清晨,山间薄雾未散,空气清新潮湿,却很凉爽。夏日里,一些雀儿不听地叫着,还有一些稀薄的蝉鸣。
燕祝牵着马儿一路下山,揣好干粮,盘缠,还有萧易水给她的玉牌,就这么上路了。
藏雪山庄。
主会客厅,命为乐乎居,气势恢宏。厅内,正坐着白冼华和楚异风二人。
“楚将军,远道而来,毕竟舟车劳顿,怎不多歇息几日再来?”白冼华给楚异风倒了一杯茶。
“皇命在身,不敢耽误。”楚异风冷冷地说。这人,便是天元最为年轻的威武大将军,其人性格冷沉孤傲,不喜人言,但是战功显赫,履建奇功,在战场上无往不利,被奉为冷血战神。
白冼华笑了笑:“将军此次前来的原因,本座大概已经知道了。”
楚异风沉着脸,单刀直入:“是你?”
白冼华没有说话。
楚异风眉心一跳,桌上的剑已经出鞘一寸。
见状,白奚在白冼华身后上前一步,手也按到了身侧的剑上。
“白奚。”白冼华放下茶杯,缓缓道。
白奚皱眉。
“怎么,本座的话也不听了?”
白奚这才退回去。
“楚将军,别见怪。”白冼华还是笑着。
“说清楚。”楚异风已经不耐。
“当然……”白冼华微笑着。
楚异风手上青筋已经突起,似乎白冼华再说一个字,他就立马手起刀落斩了白冼华的头。
“不是。”白冼华缓缓的说。“怎么会是我们呢?藏雪山庄和朝廷从来两不相干,本座的人为何无缘无故要去刑场救一个逆贼呢?你说是不是?”
楚异风脸色有所缓和,从身上拿出一样东西,道:“白龙银珠,全天下,只有你们用!”
“唉……”白冼华叹了口气:“银珠是可以仿制的不是?而且这银珠制作起来也不难吧。这样明显的栽赃陷害,楚将军看不出来?”
楚异风一顿,接着道:“我怎么知道,是不是你信口雌黄,搬弄是非,歪曲事实!”
白冼华眉心一跳,伸出三个手指:“信口雌黄,搬弄是非,歪曲事实……”
说话间,又一个一个按了下去。
然后,他笑意更盛:“楚将军,实不相瞒,您是第一个,敢这么说本座的人。

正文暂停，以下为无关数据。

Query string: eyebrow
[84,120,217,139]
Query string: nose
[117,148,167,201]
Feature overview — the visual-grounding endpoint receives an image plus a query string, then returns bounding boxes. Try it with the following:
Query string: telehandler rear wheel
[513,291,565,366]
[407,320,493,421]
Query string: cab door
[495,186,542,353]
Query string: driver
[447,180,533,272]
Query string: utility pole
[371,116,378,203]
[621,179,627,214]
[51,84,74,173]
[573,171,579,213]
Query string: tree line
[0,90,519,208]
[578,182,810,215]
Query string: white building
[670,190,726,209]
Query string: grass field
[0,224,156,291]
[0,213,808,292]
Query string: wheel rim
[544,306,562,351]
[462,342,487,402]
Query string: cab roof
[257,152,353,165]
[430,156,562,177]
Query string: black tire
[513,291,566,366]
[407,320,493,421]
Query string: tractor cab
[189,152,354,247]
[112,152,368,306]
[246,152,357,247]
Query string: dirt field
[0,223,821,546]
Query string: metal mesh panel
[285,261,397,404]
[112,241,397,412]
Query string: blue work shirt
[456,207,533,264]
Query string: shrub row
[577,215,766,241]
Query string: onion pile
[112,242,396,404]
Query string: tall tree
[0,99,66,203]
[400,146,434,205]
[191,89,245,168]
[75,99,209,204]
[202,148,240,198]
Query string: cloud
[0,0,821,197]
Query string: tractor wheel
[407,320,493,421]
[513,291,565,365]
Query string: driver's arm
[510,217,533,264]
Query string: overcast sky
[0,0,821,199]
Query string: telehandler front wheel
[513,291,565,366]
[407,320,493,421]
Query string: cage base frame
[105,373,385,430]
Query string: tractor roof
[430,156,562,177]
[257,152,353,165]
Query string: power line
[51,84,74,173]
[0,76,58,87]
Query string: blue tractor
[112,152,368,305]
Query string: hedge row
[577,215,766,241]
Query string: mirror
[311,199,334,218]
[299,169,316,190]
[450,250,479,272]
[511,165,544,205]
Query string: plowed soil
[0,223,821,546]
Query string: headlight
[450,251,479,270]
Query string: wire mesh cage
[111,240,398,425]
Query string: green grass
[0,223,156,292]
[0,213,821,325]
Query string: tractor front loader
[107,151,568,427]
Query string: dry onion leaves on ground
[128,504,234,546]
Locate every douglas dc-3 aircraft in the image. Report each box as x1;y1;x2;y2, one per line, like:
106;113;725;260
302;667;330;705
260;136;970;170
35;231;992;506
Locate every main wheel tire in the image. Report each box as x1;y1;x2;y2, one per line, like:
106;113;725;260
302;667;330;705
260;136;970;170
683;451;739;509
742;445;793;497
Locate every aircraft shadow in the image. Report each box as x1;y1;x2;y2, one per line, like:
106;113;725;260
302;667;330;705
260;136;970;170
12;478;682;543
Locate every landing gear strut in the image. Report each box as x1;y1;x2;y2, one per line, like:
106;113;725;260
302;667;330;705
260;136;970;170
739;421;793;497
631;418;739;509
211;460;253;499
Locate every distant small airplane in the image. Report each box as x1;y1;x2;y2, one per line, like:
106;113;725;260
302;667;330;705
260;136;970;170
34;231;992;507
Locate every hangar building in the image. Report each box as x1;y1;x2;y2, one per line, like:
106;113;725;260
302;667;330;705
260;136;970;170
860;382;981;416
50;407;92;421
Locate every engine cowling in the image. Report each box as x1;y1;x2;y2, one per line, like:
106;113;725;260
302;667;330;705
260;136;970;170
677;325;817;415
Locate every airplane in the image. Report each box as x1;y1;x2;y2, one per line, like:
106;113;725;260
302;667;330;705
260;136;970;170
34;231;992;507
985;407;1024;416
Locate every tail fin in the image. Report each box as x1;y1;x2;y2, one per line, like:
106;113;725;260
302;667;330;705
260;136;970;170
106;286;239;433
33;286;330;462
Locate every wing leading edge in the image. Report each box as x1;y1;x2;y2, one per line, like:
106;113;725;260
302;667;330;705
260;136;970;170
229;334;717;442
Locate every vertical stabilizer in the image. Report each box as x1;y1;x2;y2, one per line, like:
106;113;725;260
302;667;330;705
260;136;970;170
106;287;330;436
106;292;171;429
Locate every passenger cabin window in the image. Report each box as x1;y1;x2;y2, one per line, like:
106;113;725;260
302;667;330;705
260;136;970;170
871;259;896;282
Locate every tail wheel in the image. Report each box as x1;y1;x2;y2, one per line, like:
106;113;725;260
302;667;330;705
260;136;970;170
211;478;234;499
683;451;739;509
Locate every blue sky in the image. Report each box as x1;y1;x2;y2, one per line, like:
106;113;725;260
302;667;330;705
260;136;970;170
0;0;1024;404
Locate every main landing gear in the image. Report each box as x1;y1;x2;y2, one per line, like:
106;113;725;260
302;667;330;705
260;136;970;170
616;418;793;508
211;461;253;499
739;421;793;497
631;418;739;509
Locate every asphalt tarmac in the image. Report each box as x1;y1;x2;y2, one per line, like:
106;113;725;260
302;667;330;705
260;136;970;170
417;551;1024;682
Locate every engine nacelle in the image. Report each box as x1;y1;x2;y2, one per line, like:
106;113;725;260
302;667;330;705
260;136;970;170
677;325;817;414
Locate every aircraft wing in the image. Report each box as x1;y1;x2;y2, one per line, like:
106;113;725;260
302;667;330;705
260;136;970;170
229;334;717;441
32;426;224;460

”
楚异风不为所动。
白冼华挑了挑眉,然后道:“楚将军,可否,借银珠一看?”
楚异风皱眉。
“不用担心,本座不会做什么手脚,况且,在楚将军眼皮子底下,本座也做不了手脚吧。”
楚异风想了想,于是答应。
白冼华拿起主子,拿起的一瞬间,便已经走了结论。
然后,他将银珠递给身后的白奚,白奚也是脸色一变。
楚异风自然看出了端倪。
他眉眼弯弯,心中了然:“楚将军,这银珠,本座可以确定,是仿制的。”
说完,他放下那颗银珠,手腕一动,另一颗银珠出现在他手心。
“这个,才是我藏雪山庄真正的银珠。”
楚异风接过来,顿时,他也明白了。
“重量不对。”他低沉的声音响起。
“不错,我们的银珠,是十足十的银制,而您带来的那颗,这重量,明显缩水不少啊。看来,这人,还是个小穷贼。”顿了顿,他将那颗假银珠从白奚手里拿回来,又说:“而且,您看看,这上面的雕花,奇丑无比,那里比得上我们真正的雕花精致,所以,必然是假货!”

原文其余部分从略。